Há pessoas para quem a reflexão é séria e outras que estão a seguir uma moda. No caso de Andoni, corresponde a uma verdadeira inquietação?
Sim, Andoni não está a seguir a moda, está a criá-la. Quando uma coisa lhe sai bem, deixa de a fazer. O que admiro nele e de certo modo me torna semelhante a ele é que, quando crê que já sabe uma coisa, dirige-se a outro sítio. Se num grupo humano és o mais inteligente, tens de ir a outro grupo onde és o mais estúpido, porque é aí que aprendes. Quando fizeres bem uma coisa, tens de ir para outro problema. É essa inquietação que nos mantém curiosos, despertos.

O momento da História em que nos encontramos é mais estimulante para um filósofo do que era há 20 anos, por exemplo?
É um momento apaixonante para a filosofia. Nunca vi na história da humanidade tantas transformações ao mesmo tempo. A nós, filósofos, interessa-nos fundamentalmente dois tipos de problemas: as coisas que já não são o que eram e as coisas que não são o que parecem. E numa cultura como a nossa, há muitos assuntos que têm que ver com isso.
Mas é muito inquietante para os nossos cidadãos que se vêem confrontados com temas que os angustiam e os deixam perplexos — o meu último livro chama-se precisamente Política para Perplexos. As pessoas que não têm a mesma tolerância à incerteza que nós, filósofos, temos podem não reagir tão bem.

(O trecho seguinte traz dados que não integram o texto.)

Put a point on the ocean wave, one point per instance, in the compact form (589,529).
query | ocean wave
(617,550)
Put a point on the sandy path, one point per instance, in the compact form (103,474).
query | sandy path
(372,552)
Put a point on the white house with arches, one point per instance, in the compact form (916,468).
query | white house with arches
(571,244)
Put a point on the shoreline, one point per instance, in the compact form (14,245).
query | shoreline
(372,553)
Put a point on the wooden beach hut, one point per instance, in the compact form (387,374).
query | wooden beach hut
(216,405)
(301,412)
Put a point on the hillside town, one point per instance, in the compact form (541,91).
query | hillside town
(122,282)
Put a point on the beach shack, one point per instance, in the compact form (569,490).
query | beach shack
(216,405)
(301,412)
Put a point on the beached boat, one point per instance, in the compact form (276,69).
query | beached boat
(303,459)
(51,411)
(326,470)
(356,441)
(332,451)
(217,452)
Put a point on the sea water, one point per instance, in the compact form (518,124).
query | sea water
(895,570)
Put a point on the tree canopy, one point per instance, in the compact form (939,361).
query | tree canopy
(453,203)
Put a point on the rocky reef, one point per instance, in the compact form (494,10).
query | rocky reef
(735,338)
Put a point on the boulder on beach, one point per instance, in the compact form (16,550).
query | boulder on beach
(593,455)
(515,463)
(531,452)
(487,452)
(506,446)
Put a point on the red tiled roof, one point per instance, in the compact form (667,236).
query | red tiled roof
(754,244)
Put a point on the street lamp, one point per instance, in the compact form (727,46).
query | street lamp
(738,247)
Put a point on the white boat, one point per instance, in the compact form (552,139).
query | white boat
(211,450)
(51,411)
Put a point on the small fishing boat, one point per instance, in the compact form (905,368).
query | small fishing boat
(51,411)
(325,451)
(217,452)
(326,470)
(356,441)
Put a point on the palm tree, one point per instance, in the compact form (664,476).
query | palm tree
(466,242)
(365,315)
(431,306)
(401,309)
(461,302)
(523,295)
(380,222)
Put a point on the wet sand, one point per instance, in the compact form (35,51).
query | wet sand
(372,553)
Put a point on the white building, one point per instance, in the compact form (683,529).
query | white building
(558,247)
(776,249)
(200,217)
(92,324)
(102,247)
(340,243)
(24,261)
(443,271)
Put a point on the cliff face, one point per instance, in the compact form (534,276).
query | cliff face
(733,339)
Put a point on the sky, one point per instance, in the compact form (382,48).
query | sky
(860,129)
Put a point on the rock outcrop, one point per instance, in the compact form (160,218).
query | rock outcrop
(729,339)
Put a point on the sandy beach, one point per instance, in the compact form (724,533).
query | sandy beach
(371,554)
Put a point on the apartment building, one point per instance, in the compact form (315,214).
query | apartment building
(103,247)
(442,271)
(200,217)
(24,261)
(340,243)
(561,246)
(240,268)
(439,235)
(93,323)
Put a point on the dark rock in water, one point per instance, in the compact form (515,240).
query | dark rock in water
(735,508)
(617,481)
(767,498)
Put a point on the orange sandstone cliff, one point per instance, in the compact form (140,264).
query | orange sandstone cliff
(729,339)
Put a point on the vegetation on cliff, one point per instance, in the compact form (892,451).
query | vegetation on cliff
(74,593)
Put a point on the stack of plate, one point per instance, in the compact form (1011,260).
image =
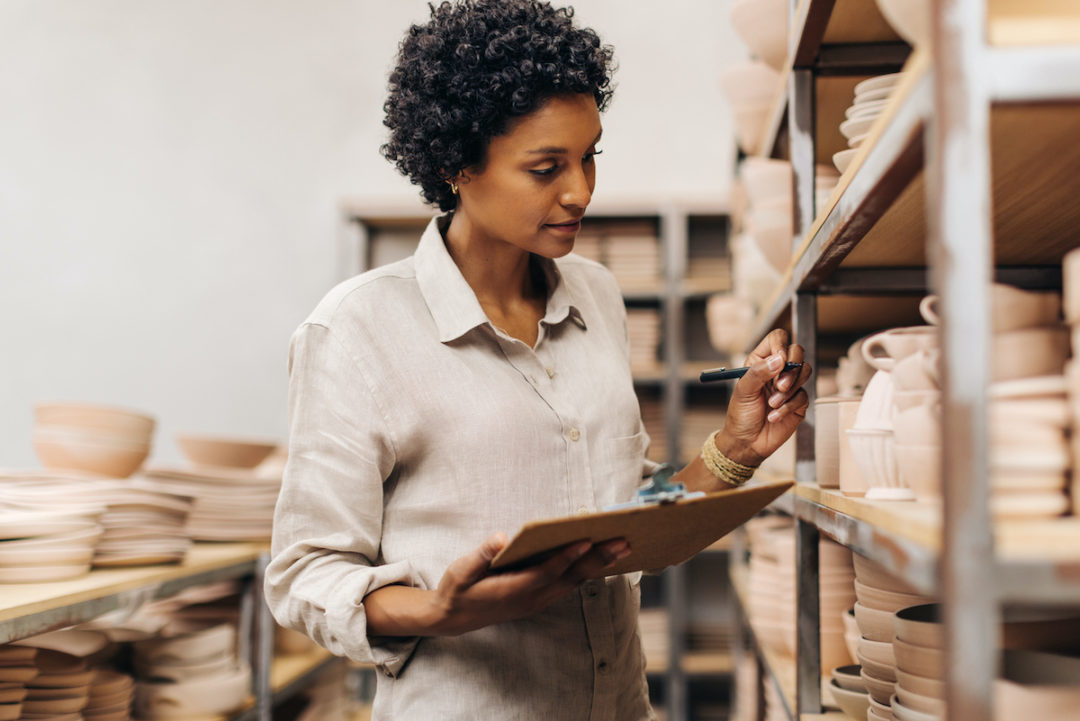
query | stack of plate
(140,526)
(46,545)
(62,687)
(643,326)
(110,696)
(872,96)
(229,504)
(192,672)
(16,669)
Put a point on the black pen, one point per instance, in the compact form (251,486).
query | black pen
(731,373)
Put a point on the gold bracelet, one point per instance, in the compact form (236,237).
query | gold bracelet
(721,466)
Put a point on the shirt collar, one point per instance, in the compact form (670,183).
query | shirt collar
(451,301)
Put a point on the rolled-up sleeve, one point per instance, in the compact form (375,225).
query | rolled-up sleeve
(328,519)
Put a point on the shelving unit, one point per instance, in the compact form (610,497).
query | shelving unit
(30,609)
(968,176)
(378,232)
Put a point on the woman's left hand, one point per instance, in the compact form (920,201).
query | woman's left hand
(767,404)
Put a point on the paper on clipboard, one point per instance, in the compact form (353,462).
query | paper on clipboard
(660,535)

Isso torna-o menos angustiado que outros?
Nós, filósofos, temos poucas vantagens competitivas. Mas fomos habituados pela nossa maneira de trabalhar a viver com um excedente de problemas que para outros seriam intoleráveis. Por isso há poucos filósofos — e não tem de haver muitos. [Søren] Kierkegaard dizia que se tornou filósofo quando se apercebeu de que toda a gente se dedicava a tornar a vida mais fácil para os outros e ele achou que tinha de haver alguém que fizesse exactamente o contrário.

E as pessoas não esperam dos filósofos sistemas fechados de explicação do mundo?
Podem esperar sentadas. A contribuição que podemos dar aos problemas do nosso tempo é formulá-los melhor.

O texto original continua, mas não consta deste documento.